Alinhado ao exterior, Ibovespa volta a bater recorde

Dólar sobe 0,4% e volta a R$ 4,015

São Paulo

A Bolsa brasileira chegou a uma nova máxima nominal nesta segunda-feira (4). Este é o sexto recorde em 15 dias, na esteira da aprovação da reforma da Previdência e das negociações de Estados Unidos e China para um acordo comercial.

Nesta sessão, o Ibovespa teve alta de 0,5% e fechou no patamar inédito de 108.779 pontos. Durante amanhã, a alta chegou a 1% e o índice atingiu pela primeira vez os 109 mil pontos, outro recorde.

Operador da Bolsa de valores de Nova York
Bolsa volta a bater recorde nesta segunda (4) - Xinhua/Wang Ying

A nova máxima foi fruto do exterior positivo. No domingo (3), o secretário de Comércio dos EUA, Wilbur Ross, disse que as licenças para as empresas americanas venderem componentes para a chinesa Huawei Technologies chegarão "muito em breve", acrescentando que não há razão para que um acordo comercial não seja assinado este mês.

Com a notícia, os índices da Bolsa de Nova York também bateram seu recorde nesta segunda (4). Dow Jones, S&P 500 e Nasdaq renovaram sua máxima histórica com altas de 0,4%, 0,3% e 0,5%, respectivamente. Também contribui para o viés altista os bons resultados corporativos no terceiro tremeste deste ano, cuja maioria excedeu as expectativas de analistas.

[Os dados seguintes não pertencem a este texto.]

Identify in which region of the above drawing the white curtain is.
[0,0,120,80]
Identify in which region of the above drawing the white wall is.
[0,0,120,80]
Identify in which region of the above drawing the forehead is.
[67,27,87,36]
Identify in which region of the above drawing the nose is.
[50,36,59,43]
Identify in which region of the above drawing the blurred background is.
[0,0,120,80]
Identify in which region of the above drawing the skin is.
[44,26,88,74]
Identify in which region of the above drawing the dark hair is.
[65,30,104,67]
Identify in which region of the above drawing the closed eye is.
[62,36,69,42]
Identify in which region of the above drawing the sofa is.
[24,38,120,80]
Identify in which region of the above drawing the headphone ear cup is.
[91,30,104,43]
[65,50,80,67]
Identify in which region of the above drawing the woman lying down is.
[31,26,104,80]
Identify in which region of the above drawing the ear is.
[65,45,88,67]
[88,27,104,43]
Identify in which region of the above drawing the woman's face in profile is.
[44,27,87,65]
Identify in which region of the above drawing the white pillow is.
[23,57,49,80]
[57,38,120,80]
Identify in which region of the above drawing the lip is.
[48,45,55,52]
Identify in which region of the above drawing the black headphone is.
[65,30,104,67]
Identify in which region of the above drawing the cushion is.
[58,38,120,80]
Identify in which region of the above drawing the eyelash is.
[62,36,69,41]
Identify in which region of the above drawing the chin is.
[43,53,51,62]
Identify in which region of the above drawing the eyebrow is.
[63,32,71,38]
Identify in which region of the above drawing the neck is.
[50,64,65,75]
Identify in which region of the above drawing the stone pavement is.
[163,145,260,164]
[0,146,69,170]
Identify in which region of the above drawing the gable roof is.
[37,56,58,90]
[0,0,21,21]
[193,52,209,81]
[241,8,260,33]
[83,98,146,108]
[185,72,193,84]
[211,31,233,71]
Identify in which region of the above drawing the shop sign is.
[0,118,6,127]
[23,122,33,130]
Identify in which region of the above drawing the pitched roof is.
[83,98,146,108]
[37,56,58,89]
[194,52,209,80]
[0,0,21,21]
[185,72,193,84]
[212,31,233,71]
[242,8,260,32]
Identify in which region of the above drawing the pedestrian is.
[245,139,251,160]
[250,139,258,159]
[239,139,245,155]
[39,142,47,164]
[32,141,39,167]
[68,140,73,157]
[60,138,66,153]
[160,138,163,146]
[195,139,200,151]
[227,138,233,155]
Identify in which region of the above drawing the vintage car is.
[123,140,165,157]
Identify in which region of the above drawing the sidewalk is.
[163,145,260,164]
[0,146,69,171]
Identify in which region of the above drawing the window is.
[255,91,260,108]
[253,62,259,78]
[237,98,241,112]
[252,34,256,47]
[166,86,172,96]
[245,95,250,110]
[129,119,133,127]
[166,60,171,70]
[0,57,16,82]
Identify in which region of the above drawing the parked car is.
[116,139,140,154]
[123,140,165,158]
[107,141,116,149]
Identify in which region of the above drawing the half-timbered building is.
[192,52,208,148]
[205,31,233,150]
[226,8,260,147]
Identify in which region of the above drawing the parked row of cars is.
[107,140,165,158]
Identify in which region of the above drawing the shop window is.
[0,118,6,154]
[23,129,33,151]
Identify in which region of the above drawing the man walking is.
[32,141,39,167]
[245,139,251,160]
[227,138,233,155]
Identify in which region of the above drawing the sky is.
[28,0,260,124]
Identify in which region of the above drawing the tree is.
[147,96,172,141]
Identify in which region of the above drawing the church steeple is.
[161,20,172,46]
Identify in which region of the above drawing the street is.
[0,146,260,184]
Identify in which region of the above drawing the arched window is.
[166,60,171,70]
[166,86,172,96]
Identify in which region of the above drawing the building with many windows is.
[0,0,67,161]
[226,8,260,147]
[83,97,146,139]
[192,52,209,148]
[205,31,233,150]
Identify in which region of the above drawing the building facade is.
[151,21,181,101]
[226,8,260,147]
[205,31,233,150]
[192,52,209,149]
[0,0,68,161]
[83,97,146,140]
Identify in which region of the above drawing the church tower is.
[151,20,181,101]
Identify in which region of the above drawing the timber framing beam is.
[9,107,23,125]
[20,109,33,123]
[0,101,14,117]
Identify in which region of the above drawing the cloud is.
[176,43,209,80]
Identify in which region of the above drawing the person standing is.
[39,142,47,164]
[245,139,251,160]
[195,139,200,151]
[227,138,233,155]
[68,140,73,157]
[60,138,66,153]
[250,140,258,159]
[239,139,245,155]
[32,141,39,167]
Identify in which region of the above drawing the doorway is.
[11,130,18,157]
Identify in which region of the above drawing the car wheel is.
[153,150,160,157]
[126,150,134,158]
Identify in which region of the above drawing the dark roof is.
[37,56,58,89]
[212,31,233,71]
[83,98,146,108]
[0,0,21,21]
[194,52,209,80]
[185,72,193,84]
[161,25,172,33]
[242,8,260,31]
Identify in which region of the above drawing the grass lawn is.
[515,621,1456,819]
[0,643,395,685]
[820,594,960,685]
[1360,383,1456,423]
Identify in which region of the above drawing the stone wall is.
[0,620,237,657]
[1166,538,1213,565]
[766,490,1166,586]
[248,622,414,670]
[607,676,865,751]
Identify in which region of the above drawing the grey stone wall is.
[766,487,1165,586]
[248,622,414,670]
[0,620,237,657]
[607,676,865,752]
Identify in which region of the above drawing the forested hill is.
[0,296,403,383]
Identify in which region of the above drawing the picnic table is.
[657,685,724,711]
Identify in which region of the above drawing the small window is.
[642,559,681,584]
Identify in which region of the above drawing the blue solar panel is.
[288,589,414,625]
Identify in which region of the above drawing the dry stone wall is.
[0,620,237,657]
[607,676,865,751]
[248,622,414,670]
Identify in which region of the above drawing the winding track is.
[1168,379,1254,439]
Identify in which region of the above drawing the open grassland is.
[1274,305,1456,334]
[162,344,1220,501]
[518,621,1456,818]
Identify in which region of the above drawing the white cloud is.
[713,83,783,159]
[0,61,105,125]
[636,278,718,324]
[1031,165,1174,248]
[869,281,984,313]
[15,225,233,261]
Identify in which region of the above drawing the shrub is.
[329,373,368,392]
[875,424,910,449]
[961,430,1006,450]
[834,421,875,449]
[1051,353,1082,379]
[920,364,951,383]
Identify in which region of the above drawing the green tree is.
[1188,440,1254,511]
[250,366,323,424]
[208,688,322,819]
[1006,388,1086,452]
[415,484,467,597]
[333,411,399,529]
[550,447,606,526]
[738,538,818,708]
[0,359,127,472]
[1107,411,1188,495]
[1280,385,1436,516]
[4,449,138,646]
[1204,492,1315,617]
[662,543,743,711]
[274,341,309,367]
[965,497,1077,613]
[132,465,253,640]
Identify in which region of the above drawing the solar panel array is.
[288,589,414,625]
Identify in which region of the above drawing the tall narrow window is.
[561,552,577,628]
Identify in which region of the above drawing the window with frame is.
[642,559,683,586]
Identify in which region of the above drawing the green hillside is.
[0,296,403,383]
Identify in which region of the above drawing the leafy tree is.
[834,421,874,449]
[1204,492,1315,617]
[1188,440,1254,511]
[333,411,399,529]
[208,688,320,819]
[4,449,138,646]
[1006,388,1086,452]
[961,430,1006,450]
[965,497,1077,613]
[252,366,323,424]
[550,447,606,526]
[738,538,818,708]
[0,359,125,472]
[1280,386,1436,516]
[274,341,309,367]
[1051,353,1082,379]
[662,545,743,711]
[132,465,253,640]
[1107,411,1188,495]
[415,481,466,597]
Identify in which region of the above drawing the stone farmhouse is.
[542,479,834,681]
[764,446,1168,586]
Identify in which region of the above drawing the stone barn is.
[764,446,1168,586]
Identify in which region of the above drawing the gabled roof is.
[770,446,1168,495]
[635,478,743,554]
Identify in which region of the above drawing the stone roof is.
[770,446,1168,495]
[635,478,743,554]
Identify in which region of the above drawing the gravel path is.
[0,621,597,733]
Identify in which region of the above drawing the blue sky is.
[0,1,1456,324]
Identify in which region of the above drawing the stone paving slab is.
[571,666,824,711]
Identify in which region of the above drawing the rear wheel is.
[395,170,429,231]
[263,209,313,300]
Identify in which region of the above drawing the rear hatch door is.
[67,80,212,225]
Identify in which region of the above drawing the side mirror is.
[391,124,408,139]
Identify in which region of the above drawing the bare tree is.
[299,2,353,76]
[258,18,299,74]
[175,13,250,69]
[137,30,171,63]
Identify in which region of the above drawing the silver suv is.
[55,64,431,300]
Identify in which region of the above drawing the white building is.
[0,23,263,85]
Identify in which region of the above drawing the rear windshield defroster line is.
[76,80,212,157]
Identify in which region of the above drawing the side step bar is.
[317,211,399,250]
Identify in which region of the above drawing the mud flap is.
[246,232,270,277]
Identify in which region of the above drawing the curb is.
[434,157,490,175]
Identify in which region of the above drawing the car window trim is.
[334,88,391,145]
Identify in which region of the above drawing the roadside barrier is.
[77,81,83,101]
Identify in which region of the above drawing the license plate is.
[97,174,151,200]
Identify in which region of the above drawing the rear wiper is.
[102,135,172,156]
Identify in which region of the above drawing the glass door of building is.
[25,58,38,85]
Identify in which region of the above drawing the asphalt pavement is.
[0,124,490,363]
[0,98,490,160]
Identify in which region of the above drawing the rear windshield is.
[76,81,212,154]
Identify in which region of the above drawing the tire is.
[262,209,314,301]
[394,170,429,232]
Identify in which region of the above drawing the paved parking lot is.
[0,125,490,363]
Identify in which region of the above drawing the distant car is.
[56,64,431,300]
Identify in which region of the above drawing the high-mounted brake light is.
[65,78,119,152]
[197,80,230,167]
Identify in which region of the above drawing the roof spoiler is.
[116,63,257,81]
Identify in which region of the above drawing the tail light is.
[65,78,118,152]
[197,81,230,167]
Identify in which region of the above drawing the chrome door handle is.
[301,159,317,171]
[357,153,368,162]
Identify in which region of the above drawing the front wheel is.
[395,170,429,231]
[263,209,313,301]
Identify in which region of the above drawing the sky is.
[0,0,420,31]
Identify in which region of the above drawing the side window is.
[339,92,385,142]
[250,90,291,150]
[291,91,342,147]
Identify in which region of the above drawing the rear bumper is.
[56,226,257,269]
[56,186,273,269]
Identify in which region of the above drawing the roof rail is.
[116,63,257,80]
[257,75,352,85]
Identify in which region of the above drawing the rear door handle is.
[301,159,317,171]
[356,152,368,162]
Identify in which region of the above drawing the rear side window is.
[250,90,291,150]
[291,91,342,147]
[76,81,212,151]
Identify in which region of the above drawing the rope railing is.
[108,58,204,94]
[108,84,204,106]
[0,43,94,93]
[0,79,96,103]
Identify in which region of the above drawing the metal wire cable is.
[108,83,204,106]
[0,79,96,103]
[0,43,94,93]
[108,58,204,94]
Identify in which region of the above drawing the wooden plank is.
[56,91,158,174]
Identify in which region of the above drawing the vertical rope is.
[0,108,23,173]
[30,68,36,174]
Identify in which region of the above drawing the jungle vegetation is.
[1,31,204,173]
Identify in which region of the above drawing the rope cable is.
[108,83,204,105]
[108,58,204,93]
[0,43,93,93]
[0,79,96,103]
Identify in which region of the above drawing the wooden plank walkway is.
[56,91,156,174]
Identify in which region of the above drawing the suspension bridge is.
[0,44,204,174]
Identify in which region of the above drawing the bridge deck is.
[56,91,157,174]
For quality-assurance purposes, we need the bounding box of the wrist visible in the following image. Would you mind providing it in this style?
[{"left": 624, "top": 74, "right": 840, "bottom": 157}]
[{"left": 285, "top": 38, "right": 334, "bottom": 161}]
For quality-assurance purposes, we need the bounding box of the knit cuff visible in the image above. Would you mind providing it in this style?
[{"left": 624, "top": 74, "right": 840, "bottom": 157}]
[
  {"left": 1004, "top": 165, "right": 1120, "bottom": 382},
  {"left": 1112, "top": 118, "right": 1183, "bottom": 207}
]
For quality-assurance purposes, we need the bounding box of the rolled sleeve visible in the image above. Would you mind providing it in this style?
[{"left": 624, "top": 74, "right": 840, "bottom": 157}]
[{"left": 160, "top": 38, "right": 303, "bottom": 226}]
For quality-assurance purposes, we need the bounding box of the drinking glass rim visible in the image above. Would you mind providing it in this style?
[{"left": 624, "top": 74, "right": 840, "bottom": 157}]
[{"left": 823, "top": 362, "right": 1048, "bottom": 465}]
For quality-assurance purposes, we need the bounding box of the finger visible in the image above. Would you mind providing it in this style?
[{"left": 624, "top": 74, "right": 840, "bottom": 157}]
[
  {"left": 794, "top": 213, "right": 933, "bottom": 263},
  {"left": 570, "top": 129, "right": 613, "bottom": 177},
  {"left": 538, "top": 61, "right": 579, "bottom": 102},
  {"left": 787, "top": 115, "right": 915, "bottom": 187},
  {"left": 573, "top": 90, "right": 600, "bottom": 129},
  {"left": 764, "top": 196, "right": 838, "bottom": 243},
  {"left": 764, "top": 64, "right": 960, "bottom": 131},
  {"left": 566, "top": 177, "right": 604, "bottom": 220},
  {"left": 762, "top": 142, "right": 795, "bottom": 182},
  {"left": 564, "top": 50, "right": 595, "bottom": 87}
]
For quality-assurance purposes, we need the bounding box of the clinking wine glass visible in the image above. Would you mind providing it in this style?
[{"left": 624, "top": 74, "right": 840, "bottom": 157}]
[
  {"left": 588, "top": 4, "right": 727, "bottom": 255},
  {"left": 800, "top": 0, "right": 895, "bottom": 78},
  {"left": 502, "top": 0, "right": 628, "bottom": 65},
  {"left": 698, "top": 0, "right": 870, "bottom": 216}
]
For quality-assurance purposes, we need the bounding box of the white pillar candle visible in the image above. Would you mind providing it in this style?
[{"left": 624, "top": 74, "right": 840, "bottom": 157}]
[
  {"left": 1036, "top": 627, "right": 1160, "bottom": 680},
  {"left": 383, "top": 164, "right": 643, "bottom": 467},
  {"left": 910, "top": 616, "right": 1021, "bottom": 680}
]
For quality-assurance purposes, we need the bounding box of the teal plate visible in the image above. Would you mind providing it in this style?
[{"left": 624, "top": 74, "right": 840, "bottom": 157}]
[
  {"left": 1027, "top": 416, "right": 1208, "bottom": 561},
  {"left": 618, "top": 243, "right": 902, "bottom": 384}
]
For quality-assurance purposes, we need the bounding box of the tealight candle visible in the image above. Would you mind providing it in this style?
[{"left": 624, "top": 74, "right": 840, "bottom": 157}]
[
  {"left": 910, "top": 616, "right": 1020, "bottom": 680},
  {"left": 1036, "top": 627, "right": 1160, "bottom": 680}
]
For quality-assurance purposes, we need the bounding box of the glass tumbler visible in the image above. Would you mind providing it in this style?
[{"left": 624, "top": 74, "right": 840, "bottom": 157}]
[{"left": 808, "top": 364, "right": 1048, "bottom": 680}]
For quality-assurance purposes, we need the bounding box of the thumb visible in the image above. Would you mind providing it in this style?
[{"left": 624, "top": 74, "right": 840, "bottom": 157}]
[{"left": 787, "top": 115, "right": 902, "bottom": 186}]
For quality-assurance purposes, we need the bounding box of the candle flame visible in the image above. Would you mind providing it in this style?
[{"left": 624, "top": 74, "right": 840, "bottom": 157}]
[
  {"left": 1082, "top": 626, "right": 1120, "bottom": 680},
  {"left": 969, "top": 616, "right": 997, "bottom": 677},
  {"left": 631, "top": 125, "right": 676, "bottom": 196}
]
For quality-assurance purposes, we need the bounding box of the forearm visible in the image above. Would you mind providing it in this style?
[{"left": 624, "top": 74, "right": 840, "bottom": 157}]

Na Europa, os índices acionários fecharam em máximas em mais de um ano. A Bolsa de Paris subiu 1% e voltou ao patamar de junho de 2007, antes da crise financeira. A Bolsa de Frankfurt subiu 1,3% e foi ao seu maior valor desde maio de 2018. Já a Bolsa de Londres foi a sua máxima em um mês, com alta de 0,92%.

Ainda nesta segunda, foi divulgado o PMI (Índice gerente de Compras, na sigla em inglês) da indústria alemã. O índice, que está em contração desde janeiro, teve leve melhora em outubro e foi para 42,1 pontos, contra a expectativa de mercado de 41,9 pontos. Em setembro, o índice chegou a 41,7 pontos, pior nível em dez anos.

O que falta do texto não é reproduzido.